Why not address the arguments in his post without all the cha cha cha and say why you think he's wrong in his defence of atheism and in his arguments against the claims of subjective *truth* masquerading, it seems, as more than they are.
Which is to say, make an actual argument why doncha'.
But don't feel bad: as to this this dance--pirouetting or cha cha chaing and saying nothing at all really--no one dances better than Linker, on this subject or anything else that catches his fancy and moves him to dance the dance of the sheer multiplication of words.
- basman
April 30, 2009 at 11:02pm
Itzik,
It may surprise you to find that I fully embrace many of the indictments brought forth by the "new atheists". I disagree with the Truth conclusions. I question the sincerity of proposing 1+1= 2 holds standing with " Do unto..." I see mathematics as a very sophisticated braille. For all of its wonders blind nonetheless. All of the furious and sincere perforative calculation cannot encompass.
Obviously my disposition leans to poetic, enthralled of paradox and its alchemy.

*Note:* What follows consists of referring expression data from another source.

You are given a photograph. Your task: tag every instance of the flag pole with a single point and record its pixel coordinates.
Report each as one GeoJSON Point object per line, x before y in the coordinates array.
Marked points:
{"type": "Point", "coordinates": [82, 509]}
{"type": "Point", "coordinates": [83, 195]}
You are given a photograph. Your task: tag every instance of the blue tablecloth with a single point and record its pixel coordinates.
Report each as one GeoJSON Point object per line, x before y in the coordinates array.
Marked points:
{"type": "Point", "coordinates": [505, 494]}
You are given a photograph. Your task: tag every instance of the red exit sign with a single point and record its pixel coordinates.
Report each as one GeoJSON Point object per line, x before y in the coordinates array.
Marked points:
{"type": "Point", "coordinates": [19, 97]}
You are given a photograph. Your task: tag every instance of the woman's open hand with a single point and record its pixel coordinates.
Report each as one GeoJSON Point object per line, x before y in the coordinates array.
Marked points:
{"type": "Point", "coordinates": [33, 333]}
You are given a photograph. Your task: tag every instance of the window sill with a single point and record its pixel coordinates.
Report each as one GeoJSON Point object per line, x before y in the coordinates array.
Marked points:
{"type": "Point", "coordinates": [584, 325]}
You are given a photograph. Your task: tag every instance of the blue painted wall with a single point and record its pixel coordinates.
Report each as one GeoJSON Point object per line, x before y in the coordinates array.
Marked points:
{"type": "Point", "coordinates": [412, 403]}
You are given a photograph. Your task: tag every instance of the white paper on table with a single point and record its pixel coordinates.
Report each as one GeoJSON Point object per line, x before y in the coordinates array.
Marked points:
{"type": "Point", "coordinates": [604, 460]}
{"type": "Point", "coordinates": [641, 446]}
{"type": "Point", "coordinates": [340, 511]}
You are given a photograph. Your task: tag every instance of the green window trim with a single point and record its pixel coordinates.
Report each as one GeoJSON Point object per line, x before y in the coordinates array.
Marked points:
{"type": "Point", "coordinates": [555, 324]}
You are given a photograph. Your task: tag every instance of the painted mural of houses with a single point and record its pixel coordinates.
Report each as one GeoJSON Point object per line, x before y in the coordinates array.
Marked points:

Perhaps it is because I was once a very sick man then healed by the magnificent dignity and truth of Love.
I will attend these arguments as the visiting team. I intend to kick the 'brights" in the ass.That doesn't mean I consider the rules to have been brokered honestly much less comprehensively. But for now I'll leave your accusation stand.
Jack
ps. the yeah but what about them argument is about as tedious as it gets. Home or away. Not that anyone has made it in this discussion.
- boxofrox
May 1, 2009 at 7:38am
Okay Jack.
- basman
May 1, 2009 at 9:30am
Jack p.s.
Just to say, as JHildner already said better, that stylistics and brashness aside, the new atheists are humble in arguing for us not to dress up what we don't know, know what we don't know and in exposing the emperor's birthday suit. Celestial teapots are right on the money.
I just don't know what the good argument(s) contra is.